Самих похорон Фрэнк почти не помнил. Но помнил несколько часов перед ними – как бабушка вышла на задний двор, где он расстреливал из лука ее коллекцию фарфора.
Бабушка жила в Северном Ванкувере, в несуразно огромном особняке из серого камня, стоящем на участке в двенадцать акров, на границе с парком «Линн Каньон».
То утро выдалось холодным, моросил дождик, но Фрэнк ничего не замечал. Он был в черном шерстяном костюме и черном пальто, когда-то принадлежавшем деду. Фрэнк удивился и расстроился, что и то и то оказалось ему впору. От одежды пахло мокрыми нафталиновыми шариками и жасмином. Ткань кололась, но зато было тепло. С луком и колчаном он, наверное, выглядел как очень опасный дворецкий.
Он загрузил тачку бабушкиным фарфором, откатил ее к забору, опоясывающему территорию, и расставил на столбах первую линию мишеней.

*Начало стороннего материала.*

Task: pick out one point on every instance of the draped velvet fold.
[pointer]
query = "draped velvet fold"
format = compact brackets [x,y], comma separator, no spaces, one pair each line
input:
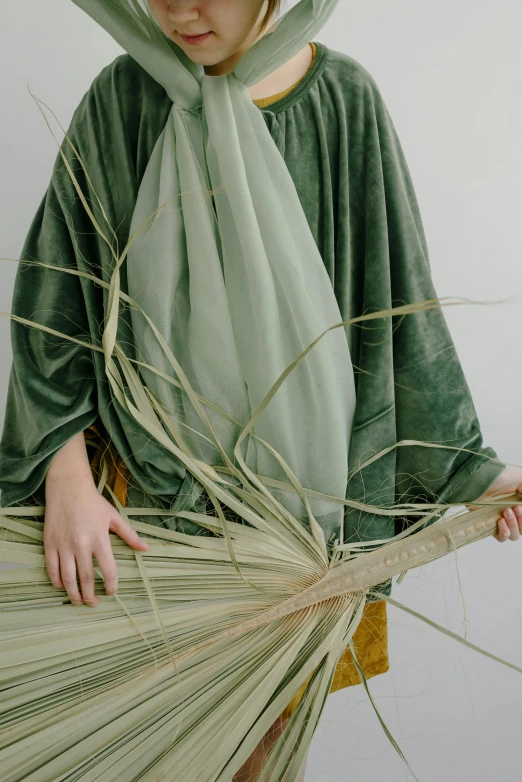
[341,149]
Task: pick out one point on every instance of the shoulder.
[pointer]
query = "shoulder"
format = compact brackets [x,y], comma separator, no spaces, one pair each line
[122,86]
[122,113]
[352,77]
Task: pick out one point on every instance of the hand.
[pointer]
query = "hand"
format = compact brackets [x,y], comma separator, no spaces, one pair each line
[76,527]
[510,522]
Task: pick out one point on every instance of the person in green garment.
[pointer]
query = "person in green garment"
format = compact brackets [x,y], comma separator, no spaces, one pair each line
[358,197]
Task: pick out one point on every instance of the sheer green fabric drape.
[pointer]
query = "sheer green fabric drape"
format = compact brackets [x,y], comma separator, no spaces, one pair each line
[235,282]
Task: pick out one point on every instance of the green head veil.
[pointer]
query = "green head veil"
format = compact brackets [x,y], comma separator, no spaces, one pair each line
[235,282]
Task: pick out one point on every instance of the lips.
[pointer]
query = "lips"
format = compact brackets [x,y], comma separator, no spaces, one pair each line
[196,38]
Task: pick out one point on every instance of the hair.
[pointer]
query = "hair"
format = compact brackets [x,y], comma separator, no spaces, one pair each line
[273,8]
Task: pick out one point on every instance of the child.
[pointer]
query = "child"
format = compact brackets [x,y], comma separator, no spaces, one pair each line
[325,113]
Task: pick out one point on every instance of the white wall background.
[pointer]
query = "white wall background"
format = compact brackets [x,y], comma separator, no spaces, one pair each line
[451,75]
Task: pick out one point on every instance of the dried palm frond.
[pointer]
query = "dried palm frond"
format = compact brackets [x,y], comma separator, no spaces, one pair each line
[181,673]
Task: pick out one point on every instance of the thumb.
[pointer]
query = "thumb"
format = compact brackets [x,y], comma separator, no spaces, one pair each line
[125,531]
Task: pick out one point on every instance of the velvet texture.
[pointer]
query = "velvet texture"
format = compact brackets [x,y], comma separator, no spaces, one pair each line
[341,148]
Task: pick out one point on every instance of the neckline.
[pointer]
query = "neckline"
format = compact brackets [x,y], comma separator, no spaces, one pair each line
[303,85]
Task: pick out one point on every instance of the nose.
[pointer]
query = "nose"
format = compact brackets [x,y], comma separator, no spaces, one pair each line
[182,11]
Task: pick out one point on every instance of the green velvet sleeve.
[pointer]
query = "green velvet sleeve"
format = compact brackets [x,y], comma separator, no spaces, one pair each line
[51,392]
[433,399]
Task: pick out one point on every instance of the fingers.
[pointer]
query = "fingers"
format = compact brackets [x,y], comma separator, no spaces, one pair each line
[108,568]
[86,576]
[125,531]
[68,576]
[510,524]
[52,564]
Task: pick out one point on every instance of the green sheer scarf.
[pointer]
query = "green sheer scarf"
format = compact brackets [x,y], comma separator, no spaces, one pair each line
[235,282]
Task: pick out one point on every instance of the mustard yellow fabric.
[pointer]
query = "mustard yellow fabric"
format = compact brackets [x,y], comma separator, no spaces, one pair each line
[371,637]
[262,102]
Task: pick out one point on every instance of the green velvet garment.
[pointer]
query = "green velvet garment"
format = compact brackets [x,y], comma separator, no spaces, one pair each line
[341,148]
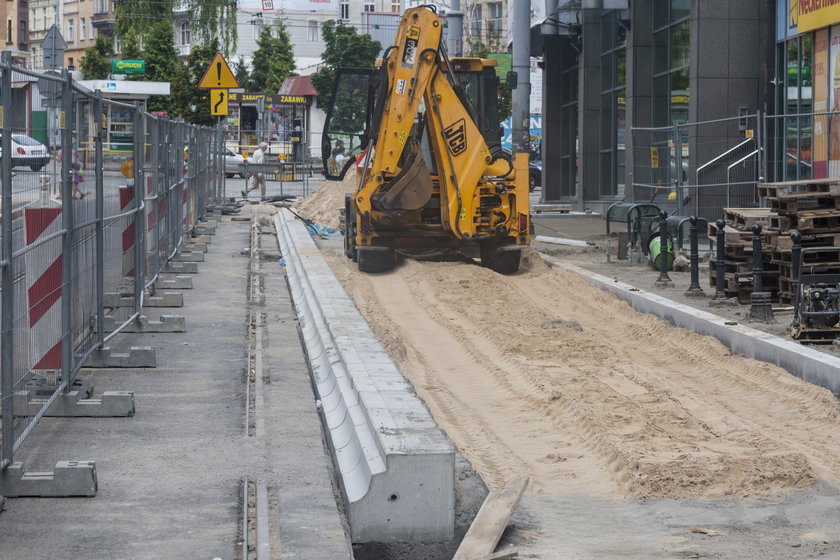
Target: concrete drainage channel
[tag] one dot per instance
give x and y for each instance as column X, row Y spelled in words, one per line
column 255, row 538
column 395, row 468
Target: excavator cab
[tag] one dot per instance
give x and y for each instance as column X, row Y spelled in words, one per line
column 346, row 129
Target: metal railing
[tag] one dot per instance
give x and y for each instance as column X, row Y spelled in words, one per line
column 699, row 168
column 83, row 242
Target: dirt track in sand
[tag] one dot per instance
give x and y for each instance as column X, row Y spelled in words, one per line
column 541, row 374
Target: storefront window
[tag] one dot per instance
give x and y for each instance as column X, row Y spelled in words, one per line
column 613, row 80
column 794, row 151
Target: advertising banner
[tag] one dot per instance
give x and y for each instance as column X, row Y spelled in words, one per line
column 814, row 14
column 820, row 89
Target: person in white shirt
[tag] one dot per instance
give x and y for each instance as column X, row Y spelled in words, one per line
column 257, row 179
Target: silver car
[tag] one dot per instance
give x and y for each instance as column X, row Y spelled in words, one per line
column 28, row 152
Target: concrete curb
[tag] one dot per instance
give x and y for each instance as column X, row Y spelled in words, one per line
column 395, row 467
column 804, row 362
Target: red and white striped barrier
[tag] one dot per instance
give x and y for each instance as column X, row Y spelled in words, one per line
column 43, row 288
column 128, row 236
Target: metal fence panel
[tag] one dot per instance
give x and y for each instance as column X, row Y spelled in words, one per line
column 84, row 231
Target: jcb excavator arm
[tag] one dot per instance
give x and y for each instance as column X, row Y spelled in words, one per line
column 478, row 195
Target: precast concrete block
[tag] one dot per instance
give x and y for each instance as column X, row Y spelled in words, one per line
column 166, row 324
column 69, row 478
column 193, row 247
column 71, row 404
column 136, row 357
column 181, row 267
column 169, row 282
column 188, row 257
column 41, row 387
column 159, row 299
column 396, row 468
column 200, row 239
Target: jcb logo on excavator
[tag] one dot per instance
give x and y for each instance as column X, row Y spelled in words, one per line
column 456, row 137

Он стрелял так долго, что пальцы начали неметь. Выпуская стрелу, он всякий раз представлял, что поражает свои проблемы.
Снайперы в Афганистане. Бах! Чайник взорвался от попавшей прямо в центр стрелы.

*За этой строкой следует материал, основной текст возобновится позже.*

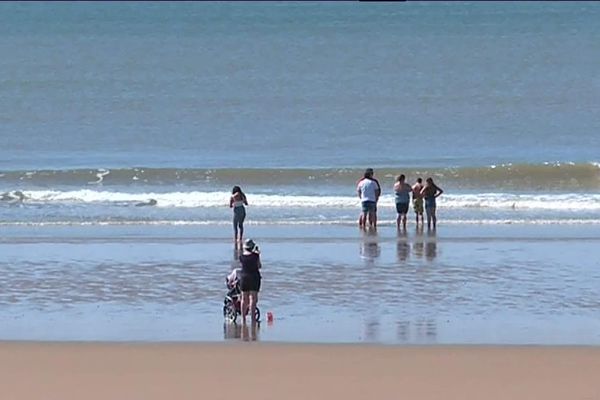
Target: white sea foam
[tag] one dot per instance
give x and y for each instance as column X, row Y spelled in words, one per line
column 492, row 201
column 574, row 221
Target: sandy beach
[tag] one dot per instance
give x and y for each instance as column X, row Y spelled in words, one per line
column 35, row 370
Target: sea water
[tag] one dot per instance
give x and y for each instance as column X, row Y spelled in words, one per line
column 106, row 106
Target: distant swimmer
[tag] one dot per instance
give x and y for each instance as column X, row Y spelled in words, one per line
column 237, row 201
column 150, row 202
column 431, row 192
column 418, row 200
column 14, row 196
column 402, row 191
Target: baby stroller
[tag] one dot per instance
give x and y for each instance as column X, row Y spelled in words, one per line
column 233, row 298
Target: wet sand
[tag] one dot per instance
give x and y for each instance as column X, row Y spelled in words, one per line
column 34, row 370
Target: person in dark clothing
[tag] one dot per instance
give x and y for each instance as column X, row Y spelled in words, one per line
column 250, row 279
column 237, row 201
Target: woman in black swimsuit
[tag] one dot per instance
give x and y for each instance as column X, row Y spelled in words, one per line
column 250, row 279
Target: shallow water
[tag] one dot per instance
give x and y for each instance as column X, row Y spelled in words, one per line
column 516, row 284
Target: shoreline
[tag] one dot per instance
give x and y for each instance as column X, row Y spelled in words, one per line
column 295, row 371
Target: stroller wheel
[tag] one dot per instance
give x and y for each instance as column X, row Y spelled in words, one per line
column 257, row 314
column 229, row 313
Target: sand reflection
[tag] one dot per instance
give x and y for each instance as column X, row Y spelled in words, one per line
column 423, row 330
column 369, row 248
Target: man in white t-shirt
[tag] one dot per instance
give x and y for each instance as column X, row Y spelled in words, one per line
column 368, row 190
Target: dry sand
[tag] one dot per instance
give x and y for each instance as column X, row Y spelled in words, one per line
column 294, row 371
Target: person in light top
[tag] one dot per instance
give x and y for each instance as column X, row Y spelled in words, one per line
column 368, row 190
column 402, row 191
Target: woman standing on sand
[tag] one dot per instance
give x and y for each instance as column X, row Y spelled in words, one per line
column 237, row 201
column 430, row 192
column 250, row 279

Медаль за самопожертвование, серебряный диск на красно-черной ленте, которой награждают за смерть во время исполнения долга. Фрэнку вручили ее с такой важностью, будто она могла все исправить. Дзынь! Чайная кружка улетела в лес.
Офицер, подошедший к нему, чтобы сказать: «Твоя мама герой. Капитан Эмили Чжан погибла, пытаясь спасти своих соратников». Хрусть! Бело-голубая тарелка разлетелась вдребезги.
Бабушкины наставления: «Мужчины не плачут. Особенно Чжаны. Терпи, Фай».
Кроме нее никто его так не называл.
«Что это за имя – Фрэнк?! – возмутилась бы она на это замечание. – Это не китайское имя».
«Я не китаец», – подумал Фрэнк, но вслух произнести бы это не посмел. Как однажды сказала мама много лет назад: «Спорить с бабушкой бесполезно. Тебе же будет хуже». Она была права. И теперь у Фрэнка осталась только бабушка.
Тук! Четвертая стрела вонзилась в столб и застряла, подрагивая.
– Фай, – позвала бабушка.
Фрэнк повернулся.
Она держала в руках сундучок из красного дерева размером с коробку из-под обуви. Фрэнк никогда его раньше не видел. В черном платье с высоким воротником и убранными в тугой узел седыми волосами бабушка напоминала учительницу начала девятнадцатого века.
Она обозрела сцену побоища: ее фарфор в тачке, валяющиеся по всей лужайке осколки любимого чайного сервиза и стрелы, торчащие из земли, деревьев, столбов и головы улыбающегося садового гнома.
Фрэнк ожидал, что она закричит или стукнет его сундучком. Он еще никогда не вытворял ничего подобного. Никогда не был так зол.
Бабушкино лицо излучало горечь и осуждение. Они с мамой были совсем не похожи. Фрэнк поражался, как маме удалось вырасти такой хорошей – она всегда была доброй, смешливой. Он не мог представить себе ее детство с бабушкой – точно так же как не мог представить ее на поле боя, хотя вряд ли эти две ситуации так уж сильно отличались.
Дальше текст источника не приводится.